AP / Charles Dharapak President Obama
introduces Gene Sperling, left, as the new
director of the the National Economic Council
Here we go again. When Bill Clinton suffered an electoral reversal after his first two years in office, he abruptly embraced the corporate money guys who had financed his congressional opposition in an effort to purchase a second term. On Tuesday in his Wall Street Journal Op-Ed piece, Barack Obama veered sharply down that same course, trumpeting his executive order " ... to remove outdated regulations that stifle job creation and make our economy less competitive... "
He employed the same "creating a 21st-century regulatory system" rationalization used by Clinton when he signed off on the sweeping deregulation legislation that unleashed the Wall Street greed that ended up being the biggest job-killer since the Great Depression. "Over the (past) seven years, we have tried to modernize the economy," Clinton enthused as he signed the Financial Services Modernization Act that repealed key New Deal legislation, adding, "And today what we are doing is modernizing the financial services industry, tearing down those antiquated laws and granting banks significant new authority." Modernizing was the propaganda constant, as in the Commodity Futures Modernization Act that Clinton signed, thus shielding financial derivatives from any government regulation.
That deregulation, as Obama concedes in his WSJ column, led to "a lack of proper oversight and transparency (that) nearly led to the collapse of the financial markets and a full-scale depression." But Obama now promises that his deregulation efforts will be more sensibly targeted and will "bring order to regulations that have become a patchwork of overlapping rules, the result of tinkering by administrations and legislatures of both parties and influence of special interests in Washington over decades."

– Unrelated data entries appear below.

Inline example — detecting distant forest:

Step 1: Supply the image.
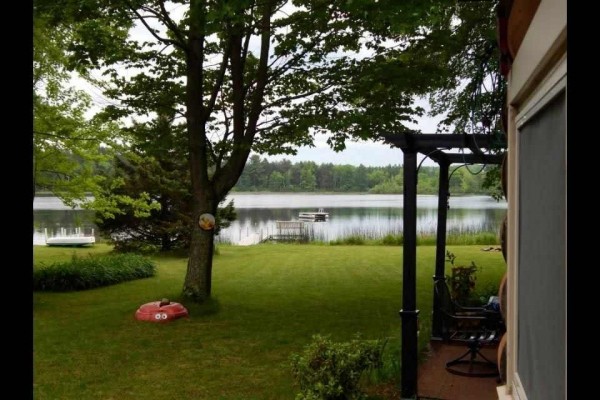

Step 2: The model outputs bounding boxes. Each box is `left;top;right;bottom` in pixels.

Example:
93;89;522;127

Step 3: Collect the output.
233;155;492;194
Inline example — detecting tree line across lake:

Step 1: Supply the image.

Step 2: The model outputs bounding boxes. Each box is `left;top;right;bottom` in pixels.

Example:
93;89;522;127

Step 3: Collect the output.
233;155;497;194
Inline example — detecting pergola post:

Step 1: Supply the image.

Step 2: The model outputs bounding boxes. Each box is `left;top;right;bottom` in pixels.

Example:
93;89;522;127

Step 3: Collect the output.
431;160;450;340
400;148;419;399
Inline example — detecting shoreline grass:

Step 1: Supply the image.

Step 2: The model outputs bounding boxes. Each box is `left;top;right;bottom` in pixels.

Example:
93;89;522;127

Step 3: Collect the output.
33;243;505;400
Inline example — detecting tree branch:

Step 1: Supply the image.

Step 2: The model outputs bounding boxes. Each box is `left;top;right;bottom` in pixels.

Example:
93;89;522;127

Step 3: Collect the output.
128;4;187;52
33;129;100;142
263;83;335;109
159;0;187;51
203;41;232;121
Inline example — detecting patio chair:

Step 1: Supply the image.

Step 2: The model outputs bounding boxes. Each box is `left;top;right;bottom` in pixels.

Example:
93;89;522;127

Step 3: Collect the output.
434;279;505;377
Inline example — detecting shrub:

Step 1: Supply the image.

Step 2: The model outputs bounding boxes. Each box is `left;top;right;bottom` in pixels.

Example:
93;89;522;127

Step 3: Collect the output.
33;254;156;292
446;251;477;305
291;335;385;400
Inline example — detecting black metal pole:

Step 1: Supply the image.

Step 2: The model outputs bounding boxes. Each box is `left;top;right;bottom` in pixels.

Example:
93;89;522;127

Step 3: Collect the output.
400;149;419;399
431;161;450;340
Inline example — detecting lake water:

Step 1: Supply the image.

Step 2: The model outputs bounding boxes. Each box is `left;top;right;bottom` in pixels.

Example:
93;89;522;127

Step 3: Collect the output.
33;193;506;244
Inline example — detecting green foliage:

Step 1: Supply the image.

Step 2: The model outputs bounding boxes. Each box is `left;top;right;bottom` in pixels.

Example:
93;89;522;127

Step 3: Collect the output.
290;335;385;400
446;251;477;305
33;12;115;206
33;254;156;292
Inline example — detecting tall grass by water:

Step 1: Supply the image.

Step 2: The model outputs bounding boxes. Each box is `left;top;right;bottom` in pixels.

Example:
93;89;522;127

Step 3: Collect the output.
33;243;505;400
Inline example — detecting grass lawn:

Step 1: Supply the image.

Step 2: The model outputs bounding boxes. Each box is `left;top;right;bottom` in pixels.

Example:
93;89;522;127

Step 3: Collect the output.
33;244;505;400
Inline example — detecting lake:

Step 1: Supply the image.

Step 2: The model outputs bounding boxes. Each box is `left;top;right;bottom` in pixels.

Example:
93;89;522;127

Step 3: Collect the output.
33;193;506;244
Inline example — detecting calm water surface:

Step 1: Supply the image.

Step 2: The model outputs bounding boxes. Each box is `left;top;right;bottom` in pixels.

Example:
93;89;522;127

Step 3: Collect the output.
33;193;506;244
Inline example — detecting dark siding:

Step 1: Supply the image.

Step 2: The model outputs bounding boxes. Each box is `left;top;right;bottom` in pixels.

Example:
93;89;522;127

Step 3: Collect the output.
517;91;567;400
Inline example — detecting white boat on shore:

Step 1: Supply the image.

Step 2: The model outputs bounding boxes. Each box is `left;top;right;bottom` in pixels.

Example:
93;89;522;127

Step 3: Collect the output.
46;236;96;246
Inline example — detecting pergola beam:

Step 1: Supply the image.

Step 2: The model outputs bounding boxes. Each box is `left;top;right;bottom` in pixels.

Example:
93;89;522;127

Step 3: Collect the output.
380;132;506;153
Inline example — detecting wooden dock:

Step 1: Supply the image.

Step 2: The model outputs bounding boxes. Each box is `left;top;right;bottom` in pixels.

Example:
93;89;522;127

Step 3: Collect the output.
298;208;329;222
268;221;310;242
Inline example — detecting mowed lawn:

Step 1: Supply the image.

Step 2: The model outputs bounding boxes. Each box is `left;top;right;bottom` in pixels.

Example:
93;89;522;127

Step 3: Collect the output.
33;244;505;400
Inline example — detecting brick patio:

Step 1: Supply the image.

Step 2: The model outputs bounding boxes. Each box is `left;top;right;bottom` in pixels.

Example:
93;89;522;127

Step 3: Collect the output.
417;341;501;400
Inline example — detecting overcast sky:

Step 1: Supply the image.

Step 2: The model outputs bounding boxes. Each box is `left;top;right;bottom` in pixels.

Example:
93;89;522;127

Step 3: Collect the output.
263;101;442;167
74;3;442;167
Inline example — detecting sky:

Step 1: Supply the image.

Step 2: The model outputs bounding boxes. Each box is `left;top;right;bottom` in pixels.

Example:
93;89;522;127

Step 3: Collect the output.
74;4;442;167
261;99;442;167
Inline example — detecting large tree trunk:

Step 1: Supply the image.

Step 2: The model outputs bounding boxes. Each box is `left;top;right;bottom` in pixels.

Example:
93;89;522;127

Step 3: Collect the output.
183;205;216;302
183;0;219;302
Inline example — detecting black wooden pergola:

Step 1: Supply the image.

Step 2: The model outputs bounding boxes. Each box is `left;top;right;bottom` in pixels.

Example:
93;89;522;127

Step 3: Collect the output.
381;133;506;399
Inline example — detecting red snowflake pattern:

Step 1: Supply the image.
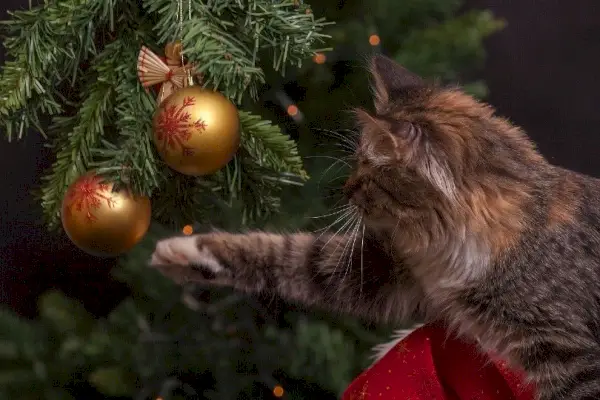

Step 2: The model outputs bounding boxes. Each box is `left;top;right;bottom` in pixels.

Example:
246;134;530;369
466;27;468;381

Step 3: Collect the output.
156;96;206;156
67;175;115;223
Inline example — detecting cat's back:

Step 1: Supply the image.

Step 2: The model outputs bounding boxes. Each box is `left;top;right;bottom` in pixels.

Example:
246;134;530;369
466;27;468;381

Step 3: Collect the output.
509;168;600;285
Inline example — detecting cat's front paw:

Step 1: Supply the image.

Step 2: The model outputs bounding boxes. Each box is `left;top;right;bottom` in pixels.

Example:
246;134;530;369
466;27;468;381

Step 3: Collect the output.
150;235;226;283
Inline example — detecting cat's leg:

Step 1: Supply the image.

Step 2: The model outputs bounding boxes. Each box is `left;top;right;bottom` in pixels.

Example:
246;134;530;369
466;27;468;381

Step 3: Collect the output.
513;333;600;400
151;232;422;320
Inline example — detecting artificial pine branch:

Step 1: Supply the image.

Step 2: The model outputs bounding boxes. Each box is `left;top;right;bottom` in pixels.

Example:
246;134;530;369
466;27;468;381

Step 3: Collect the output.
41;41;127;227
0;0;115;140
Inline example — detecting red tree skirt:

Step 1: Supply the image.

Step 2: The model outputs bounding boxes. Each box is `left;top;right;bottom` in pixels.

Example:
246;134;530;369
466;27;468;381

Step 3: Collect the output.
342;325;534;400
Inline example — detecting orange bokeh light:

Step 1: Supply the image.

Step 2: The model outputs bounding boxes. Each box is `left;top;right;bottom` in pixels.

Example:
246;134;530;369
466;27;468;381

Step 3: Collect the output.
369;34;381;46
183;225;194;235
313;53;327;64
273;385;284;397
287;104;298;117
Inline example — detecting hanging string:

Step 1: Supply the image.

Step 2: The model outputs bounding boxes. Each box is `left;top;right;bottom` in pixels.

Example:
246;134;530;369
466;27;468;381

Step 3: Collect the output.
177;0;194;86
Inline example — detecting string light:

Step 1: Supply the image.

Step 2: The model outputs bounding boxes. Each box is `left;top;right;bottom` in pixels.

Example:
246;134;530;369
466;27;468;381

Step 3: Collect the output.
313;53;327;64
273;385;284;397
369;34;381;46
287;104;298;117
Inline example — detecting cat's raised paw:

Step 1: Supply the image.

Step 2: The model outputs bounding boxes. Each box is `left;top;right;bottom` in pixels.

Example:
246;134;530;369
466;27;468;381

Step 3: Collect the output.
150;236;224;283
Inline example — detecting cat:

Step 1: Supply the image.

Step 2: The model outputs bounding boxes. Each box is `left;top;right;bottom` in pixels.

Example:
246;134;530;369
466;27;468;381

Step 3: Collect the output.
150;55;600;400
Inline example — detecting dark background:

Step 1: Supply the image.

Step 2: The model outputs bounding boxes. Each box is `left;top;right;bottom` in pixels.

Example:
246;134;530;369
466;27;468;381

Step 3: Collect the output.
0;0;600;315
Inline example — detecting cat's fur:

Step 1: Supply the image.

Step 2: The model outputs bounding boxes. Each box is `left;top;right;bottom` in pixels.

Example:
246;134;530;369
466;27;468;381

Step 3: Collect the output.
151;56;600;400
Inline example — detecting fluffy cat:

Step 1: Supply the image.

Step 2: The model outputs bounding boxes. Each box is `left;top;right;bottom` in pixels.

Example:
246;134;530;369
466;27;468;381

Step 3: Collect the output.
151;56;600;400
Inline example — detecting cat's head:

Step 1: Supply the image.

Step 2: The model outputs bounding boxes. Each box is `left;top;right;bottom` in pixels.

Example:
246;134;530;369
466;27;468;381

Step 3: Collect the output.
345;56;544;244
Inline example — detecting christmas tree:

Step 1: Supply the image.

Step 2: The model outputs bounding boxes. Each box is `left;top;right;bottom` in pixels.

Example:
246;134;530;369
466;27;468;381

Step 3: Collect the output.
0;0;500;400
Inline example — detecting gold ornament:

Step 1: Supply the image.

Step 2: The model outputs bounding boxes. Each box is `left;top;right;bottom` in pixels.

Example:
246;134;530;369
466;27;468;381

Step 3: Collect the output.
153;86;240;176
61;172;151;256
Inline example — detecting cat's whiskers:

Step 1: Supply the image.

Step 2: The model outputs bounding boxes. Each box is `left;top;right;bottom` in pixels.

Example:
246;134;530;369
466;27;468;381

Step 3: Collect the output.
330;213;362;293
340;215;363;287
309;204;352;219
318;129;359;153
313;207;353;236
359;222;366;297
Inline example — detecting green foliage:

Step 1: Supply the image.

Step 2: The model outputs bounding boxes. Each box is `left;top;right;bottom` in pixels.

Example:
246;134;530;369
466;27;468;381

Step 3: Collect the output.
0;0;326;227
0;0;502;400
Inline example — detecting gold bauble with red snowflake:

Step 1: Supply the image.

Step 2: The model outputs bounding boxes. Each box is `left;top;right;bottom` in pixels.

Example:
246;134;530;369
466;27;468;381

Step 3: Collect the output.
61;172;151;257
153;86;240;176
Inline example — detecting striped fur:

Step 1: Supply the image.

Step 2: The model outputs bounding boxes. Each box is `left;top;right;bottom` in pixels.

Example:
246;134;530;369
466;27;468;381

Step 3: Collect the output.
151;56;600;400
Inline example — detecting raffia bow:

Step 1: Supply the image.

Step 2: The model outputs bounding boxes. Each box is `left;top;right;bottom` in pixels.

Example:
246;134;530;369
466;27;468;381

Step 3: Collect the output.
137;42;192;104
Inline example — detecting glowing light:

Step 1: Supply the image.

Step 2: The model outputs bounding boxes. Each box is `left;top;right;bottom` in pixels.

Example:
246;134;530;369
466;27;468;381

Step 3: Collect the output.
313;53;327;64
287;104;299;117
182;225;194;236
369;34;381;46
273;385;284;397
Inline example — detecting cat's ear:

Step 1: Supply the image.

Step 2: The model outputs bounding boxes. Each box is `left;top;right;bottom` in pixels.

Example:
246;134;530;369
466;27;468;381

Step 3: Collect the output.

When he wrote that he intends to accomplish this revamp "with more input from experts, businesses and ordinary citizens," did he have in mind his two new key White House advisers who were the most effective advocates for those special interests? Tom Donilon, Obama's national security adviser, was the Washington lobbyist for the housing behemoth Fannie Mae, which will cost taxpayers $700 billion because of its marketing of toxic derivatives. Obama's new Chief of Staff William Daley was the lead Washington representative for a similarly afflicted JPMorgan Chase. These are the folks, along with many other Wall Street alums in this administration, who will oversee the latest update of already weakened regulations.